Opt-in schema evolution: #[msgpack(default)] and #[msgpack(allow_unknown_fields)]#37
nuskey8 merged 6 commits into
nuskey8:mainfrom
farhan-syah:feat/opt-in-schema-evolution

Conversation

@farhan-syah
Copy link
Copy Markdown
Contributor

@farhan-syah farhan-syah commented Apr 29, 2026

Why

I'm using zerompk as a wire/storage format in NodeDB - where I can set that schema needs to evolve over time — adding fields in newer writers, removing fields in newer readers — without forcing a synchronized deploy of every producer and consumer. zerompk's strict-by-default decoding is the right default (and the security section makes a good case for it), but it means any schema change is a hard break across the wire.

serde solves this with #[serde(default)] and #[serde(deny_unknown_fields)]. This PR adds the equivalent for zerompk, scoped narrowly so the strict path is preserved bit-for-bit and only opted-in users pay any runtime cost.

I've been running this on a fork (farhan-syah/zerompk) for a bit.

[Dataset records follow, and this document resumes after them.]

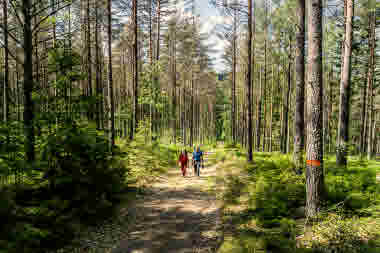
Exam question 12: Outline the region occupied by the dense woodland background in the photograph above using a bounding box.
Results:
[0,0,379,252]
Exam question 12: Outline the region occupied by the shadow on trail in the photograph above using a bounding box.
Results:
[111,164,222,253]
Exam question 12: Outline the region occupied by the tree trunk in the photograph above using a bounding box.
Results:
[107,0,115,149]
[269,64,274,152]
[339,0,347,75]
[156,0,161,62]
[262,0,268,152]
[256,67,262,151]
[306,0,324,218]
[171,25,177,143]
[251,0,256,149]
[232,7,237,144]
[181,83,186,145]
[3,0,9,125]
[366,8,376,160]
[247,0,253,161]
[293,0,305,170]
[190,76,194,147]
[283,44,292,154]
[133,0,138,137]
[95,1,101,129]
[87,0,93,119]
[336,0,354,166]
[359,65,368,154]
[152,0,161,136]
[22,0,35,162]
[129,49,135,140]
[327,66,333,153]
[149,0,153,65]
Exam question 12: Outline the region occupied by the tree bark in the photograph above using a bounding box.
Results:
[269,64,274,152]
[262,0,268,152]
[22,0,35,162]
[232,6,237,144]
[95,0,101,129]
[306,0,324,218]
[336,0,354,166]
[366,8,376,160]
[327,66,333,153]
[87,0,93,119]
[151,0,162,137]
[3,0,9,124]
[107,0,115,149]
[190,76,194,147]
[283,42,292,154]
[133,0,138,137]
[359,65,368,154]
[293,0,305,170]
[256,66,262,151]
[171,24,177,143]
[247,0,253,161]
[149,0,153,65]
[367,10,376,160]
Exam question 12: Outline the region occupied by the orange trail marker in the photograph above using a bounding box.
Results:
[306,160,321,166]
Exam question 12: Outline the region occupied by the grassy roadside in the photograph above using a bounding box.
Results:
[213,146,380,253]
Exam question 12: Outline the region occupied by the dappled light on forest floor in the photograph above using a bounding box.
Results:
[109,162,223,253]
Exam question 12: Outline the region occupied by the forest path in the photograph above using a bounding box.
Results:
[110,158,222,253]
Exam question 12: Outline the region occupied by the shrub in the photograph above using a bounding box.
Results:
[247,156,306,227]
[224,142,238,149]
[324,159,378,211]
[0,187,16,234]
[40,122,128,219]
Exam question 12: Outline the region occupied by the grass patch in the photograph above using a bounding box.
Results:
[216,147,380,253]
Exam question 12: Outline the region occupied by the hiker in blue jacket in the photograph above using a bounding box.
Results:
[192,146,203,177]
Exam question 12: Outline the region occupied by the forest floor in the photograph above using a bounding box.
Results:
[52,150,224,253]
[109,160,223,253]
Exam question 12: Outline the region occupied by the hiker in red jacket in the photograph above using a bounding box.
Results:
[178,150,189,177]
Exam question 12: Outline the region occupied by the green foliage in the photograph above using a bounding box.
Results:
[216,149,227,163]
[40,122,128,218]
[120,123,179,186]
[0,121,129,253]
[324,157,378,211]
[246,155,306,227]
[139,62,168,113]
[218,149,380,253]
[224,142,240,149]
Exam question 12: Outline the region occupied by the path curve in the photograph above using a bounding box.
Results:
[110,162,222,253]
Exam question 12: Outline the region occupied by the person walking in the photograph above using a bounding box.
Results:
[178,150,189,177]
[192,146,203,177]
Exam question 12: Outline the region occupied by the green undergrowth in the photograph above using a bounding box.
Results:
[0,122,181,253]
[368,158,380,173]
[216,148,380,253]
[118,136,178,187]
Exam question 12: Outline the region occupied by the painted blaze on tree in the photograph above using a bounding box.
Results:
[306,0,324,218]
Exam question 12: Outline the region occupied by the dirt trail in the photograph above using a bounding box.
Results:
[110,162,222,253]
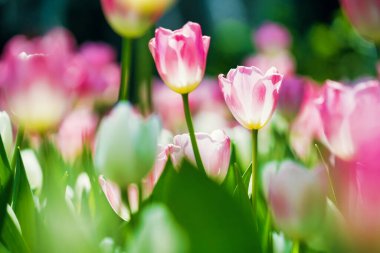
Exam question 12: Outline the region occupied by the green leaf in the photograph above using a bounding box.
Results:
[0,135,13,235]
[0,242,10,253]
[11,149,37,251]
[0,135,11,188]
[232,163,252,216]
[1,206,30,253]
[151,160,261,253]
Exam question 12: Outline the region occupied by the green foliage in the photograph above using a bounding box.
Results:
[152,160,260,253]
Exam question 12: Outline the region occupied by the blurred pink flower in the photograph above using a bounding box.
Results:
[57,108,98,161]
[172,130,231,183]
[264,161,326,240]
[340,0,380,42]
[277,76,306,120]
[149,22,210,94]
[290,81,324,160]
[0,28,83,132]
[244,52,295,77]
[71,42,120,104]
[219,66,283,130]
[143,144,180,196]
[316,80,380,160]
[254,22,292,53]
[101,0,174,38]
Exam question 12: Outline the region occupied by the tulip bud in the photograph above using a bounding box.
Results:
[264,161,326,240]
[219,66,283,130]
[172,130,231,183]
[277,76,306,120]
[149,22,210,94]
[0,111,13,158]
[94,102,160,185]
[101,0,174,38]
[340,0,380,43]
[254,22,292,53]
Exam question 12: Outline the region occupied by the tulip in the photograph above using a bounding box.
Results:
[277,76,306,120]
[264,161,327,240]
[100,0,174,38]
[149,22,210,94]
[57,108,98,161]
[94,102,160,185]
[0,111,13,158]
[340,0,380,43]
[254,22,292,53]
[316,80,380,160]
[0,29,79,132]
[290,82,324,161]
[99,176,129,220]
[243,52,295,77]
[218,66,283,130]
[171,130,231,183]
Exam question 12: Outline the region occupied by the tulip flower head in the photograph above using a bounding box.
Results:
[316,80,380,160]
[101,0,174,38]
[171,130,231,183]
[264,161,327,240]
[94,102,160,185]
[340,0,380,43]
[219,66,283,130]
[149,22,210,94]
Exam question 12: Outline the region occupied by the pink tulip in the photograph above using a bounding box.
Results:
[340,0,380,42]
[149,22,210,94]
[316,80,380,160]
[57,108,98,161]
[218,66,283,130]
[100,0,174,38]
[290,81,324,160]
[172,130,231,183]
[277,76,306,120]
[243,52,295,77]
[254,22,291,53]
[71,43,120,104]
[264,161,327,240]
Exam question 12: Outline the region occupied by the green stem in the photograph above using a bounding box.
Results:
[251,130,258,209]
[292,240,300,253]
[10,127,24,171]
[182,94,205,173]
[118,37,132,101]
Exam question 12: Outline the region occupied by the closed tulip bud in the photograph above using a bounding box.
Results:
[340,0,380,43]
[264,161,327,240]
[219,66,283,130]
[100,0,174,38]
[0,111,13,158]
[94,102,160,185]
[172,130,231,183]
[149,22,210,94]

Opening this PR in case it's useful upstream. Totally fine if it isn't a fit — happy to keep it on the fork or rework anything.

What's added

Two orthogonal opt-ins on #[msgpack(map)] structs:

Field-level #[msgpack(default)] — fills a missing key with Default::default(). Also accepts #[msgpack(default = "path::to::fn")] to call a named function, mirroring serde(default = "..."). Only affects missing-key handling; unknown keys still error (with the offending key name surfaced in KeyNotFound).

Struct-level #[msgpack(allow_unknown_fields)] — skips unknown keys via a new Read::skip_value() trait method (which respects MAX_DEPTH). Only affects unknown-key handling; missing required keys still error.

The two compose. Three resulting modes:

has default allow_unknown_fields decoder
no no strict check_map_len(N)byte-identical to current codegen
yes no read_map_len, fill missing, error on unknown
any yes read_map_len, fill missing, skip unknown

Design choices worth flagging

  • The two opt-ins are orthogonal on purpose. An earlier draft of mine had a single default attribute that implicitly switched the whole decoder into "tolerate unknown keys too" — but that bundles two unrelated decisions into one attribute. Splitting them matches serde's mental model and lets users pick the evolution direction they actually need.
  • Array-mode rejects default at compile time. Arrays have no field names, so silently accepting shorter/longer arrays would hide corruption rather than evolve schema. The error points at the offending field and suggests #[msgpack(map)].
  • Strict-path codegen is unchanged. Verified the emitted tokens are bit-identical for any struct that doesn't opt in. No perf cost for existing users.
  • Enum-variant fields reject default. It was previously a silent no-op (parsed but ignored in codegen) — now an error so users don't write code that looks like it does evolution but doesn't.
  • skip_value() is independently useful. It's exposed on the Read trait so non-derive consumers can use it (log parsers, proxies, partial decoders). Implemented on both SliceReader and IOReader, with the existing MAX_DEPTH guard preserved.

Tests

zerompk/tests/schema_evolution.rs (new) — 9 tests covering each cell of the matrix: defaults fill missing keys; defaults alone reject unknowns (with the correct key name); allow_unknown_fields alone skips extras; allow_unknown_fields alone still requires non-default keys; both compose; default = "path" form; strict mode rejects missing and extra keys; round-trip preservation.

All 158 existing + new unit/integration tests pass. Clippy clean. Existing fuzz targets (decode_no_panic, roundtrip) ran 30s each post-change without crashes.

Compatibility

  • No changes to the public API — only new opt-in attributes.
  • No new dependencies.
  • no_std preserved (uses core::default::Default).
  • Existing structs decode and encode identically.

Things I'm uncertain about / open to changing

  • Attribute name allow_unknown_fields — verbose. Could be lenient, evolve, or invert the polarity (deny_unknown_fields = false). Happy to rename.
  • Should skip_value() be a public trait method? I made it public because it's genuinely useful, but if you'd rather keep the trait surface minimal it can be pub(crate) and the derive can call it via a private path.
  • README updates — I added a small documentation section and softened the Security section's "always strict" wording to reflect that evolution is opt-in. Happy to drop or rephrase if you'd rather keep the README as-is.

Commits

  • 1dd71a0 — initial implementation of the feature
  • 4036bb9 — design split, tests, and README updates

Squash-merge friendly if you'd prefer one commit.

Thanks for zerompk — it's a really nicely scoped library.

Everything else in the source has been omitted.